The subject of the presentation was IBM’s “No Paper Weight” assessment service, designed to help organizations who are still printing and using paper-based information, (guess that is most of us) manage the challenge of using, transporting, and storing large amounts of paper.
Did you know that:
- 50% of the world’s information still lives on paper;
- The volume of paper is increasing by 20% per year;
- Paper currently occupies 30% to 40% of landfill space;
- Storing paper in a warehouse is a $52B industry.
With our fascination of storing and managing digitally formatted data, I think we (at least I) may have forgotten about this elephant in the room. Admittedly I talk as a member of the digital crowd; this problem is far from a surprise to corporate librarians.

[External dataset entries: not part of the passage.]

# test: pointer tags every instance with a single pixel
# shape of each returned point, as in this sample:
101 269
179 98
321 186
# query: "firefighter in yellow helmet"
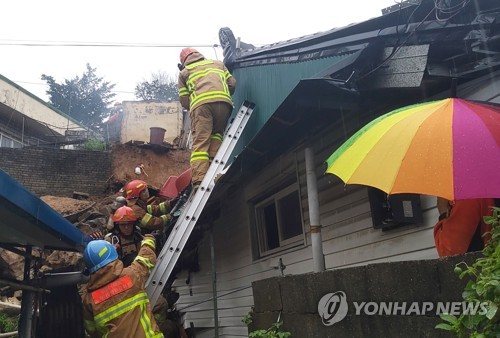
205 89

The significance of the paper problem was highlighted by the results of a recent electronic discovery project IBM conducted for the DuPont Company. When the legal discovery results of nine cases were analyzed, it was discovered that of the 75.45M pages of information that were reviewed only 37.7M were found to contain data that had past its obligatory retention period. The failure to adhere to the corporate retention policies resulted in an unnecessary review cost of $11.96M and a potential liability that could have created more impactful and unfortunate consequences.
Another factoid presented was that three multinational companies IBM talked with printed email which was eventually scanned back into their archive system along with the manual input of the descriptive metadata as a common practice! Mindboggling!! If 90% of information is born digital (email) why can’t it just stay that way?
Next week I will be presenting at SNW on the subject of holistic approaches to green storage. How appropriate to have such a discussion on the most of traditional storage mediums, paper.
Action Item: Borrowing from Craig's presentation here are some actions to make paper smarter …
1. Convert to digital format and extract paper-based information as early as possible in the business cycle. Information is not just a valuable commodity for the litigator; it is a valuable business commodity. By converting the information analytics can be applied and who knows what advantage can be gained.
2. Stop unnecessary printing of information that is born digitally. How many times do you go into meeting to find 50 copies of a 50-page presentation neatly bound and unlikely ever to be read.
3. Track your information, retain only for as long as necessary, then destroy. With paper-based data, be green and recycle!
4. Data has value. The wealth of paper-based data within an enterprise should be analyzed and leveraged for business advantage. Remember however, data also carries a liability and should be destroyed appropriately and early.